- Directed by: Vishwa
- Written by: Kamalesh Kumar
- Produced by: A. L. Azhagappan
- Starring: Napoleon; Udhaya; Jaya Seal; Vijayalakshmi;
- Cinematography: Rajarajan
- Edited by: Lancy Mohan
- Music by: Deva
- Release date: 27 July 2001;
- Country: India
- Language: Tamil

= Kalakalappu (2001 film) =

2001 film

Kalakalappu is a 2001 Indian Tamil-language romantic comedy film directed by Vishwa and produced by A. L. Azhagappan. The film stars Napoleon, with Udhaya, Jaya Seal and Vijayalakshmi in supporting roles. It was released on 27 July 2001.

==Plot==
Kuzhandhaivel alias Velu is a rich landlord in Courtallam leading a happy life with his wife Thilaka and daughter Pooja. Thilaka is none other than Velu’s niece. Velu's widowed elder sister (who is also Thilaka's mother) and Thilaka's younger sister Divya also live with them. Divya falls in love with her classmate Karna who is a rich man based out of Chennai. To win Velu's heart, Karna comes to Courtallam and works as a servant in Velu's home. Divya informs the truth about Karna and her love to Thilaka for which she agrees. But she hides this to Velu and waits for the right moment to disclose the truth.

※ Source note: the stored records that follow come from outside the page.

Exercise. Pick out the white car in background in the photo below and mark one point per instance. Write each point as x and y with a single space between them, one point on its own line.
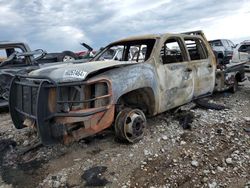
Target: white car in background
241 54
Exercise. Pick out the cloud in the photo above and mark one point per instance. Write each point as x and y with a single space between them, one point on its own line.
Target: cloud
62 25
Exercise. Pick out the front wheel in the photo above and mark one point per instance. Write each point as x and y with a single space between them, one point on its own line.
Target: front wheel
130 125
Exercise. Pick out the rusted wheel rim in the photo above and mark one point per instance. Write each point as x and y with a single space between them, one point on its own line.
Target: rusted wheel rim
130 125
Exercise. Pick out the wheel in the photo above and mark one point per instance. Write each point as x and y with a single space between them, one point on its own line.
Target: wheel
234 88
67 56
130 125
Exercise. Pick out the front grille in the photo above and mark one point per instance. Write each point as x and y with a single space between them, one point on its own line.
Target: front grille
66 99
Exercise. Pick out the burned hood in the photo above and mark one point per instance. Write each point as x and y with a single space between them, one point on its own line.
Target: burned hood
75 71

One day, during heavy rain, Thilaka accidentally steps over a wire and passes away due to electric shock. Velu is devastated due to his wife's death. Thilaka's mother proposes to have Velu marry Divya, so that he can start a fresh life for which Velu doesn't agree. However, everyone in the family convinces him. Divya is shocked knowing the wedding plans between her and Velu. Karna calms down Divya.

There arrives Mini (Uma) who happens to be the classmate of Karna and Divya. Mini informs Divya that Karna is a womanizer and accuses him of having a relationship with her. Divya doesn't trust Mini, but is surprised to learn that Mini is pregnant. Divya breaks up with Karna and decides to marry Velu itself. Accidentally, Velu learns of the love affair between Karna and Divya following which Divya tells Velu about the real identity of Karna. This infuriates Velu, so he sends his henchmen to retrieve Karna, so that Karna can be married to Mini. Karna refuses to marry Mini for which Velu’s henchmen beat Karna. Now Mini comes to rescue and informs the truth. Actually, Mini is a very good friend of Karna and she is already married to someone else. Karna requested Mini to help him breakup with Divya, so that Divya can marry Velu as per elders' wishes. Everyone understands the good nature of Karna and decides to have him marry Divya. In the end, Karna marries Divya.

==Soundtrack==
The soundtrack was by Deva.

| Song | Singer(s) | Lyrics | Duration |
|---|---|---|---|
| "Amrutha Kadalea" | Naveen, Sushmitha | Na. Muthukumar | 05:18 |
| "Bubblu Bubblu" | Sabesh, Jayalakshmi | Kalidasan | 04:32 |
| "Meesakara Meesakara" | Anuradha Sriram | Kasthuri Raja | 05:08 |
| "Ottava Sinungi" | Krishnaraj, Anuradha Sriram | Pa. Vijay | 04:59 |
| "Pongalukku Vangithanda" | Krishnaraj, S. Sathya | Kalidasan | 04:44 |

== Reception ==
Malini Mannath of Chennai Online wrote that "The film has nothing much going for it. Its weak script and listless narrative style makes viewing it seem a journey longer that it actually is!" Screen appreciated Vishwa's direction and Rajarajan's cinematography but criticised the music as "loud".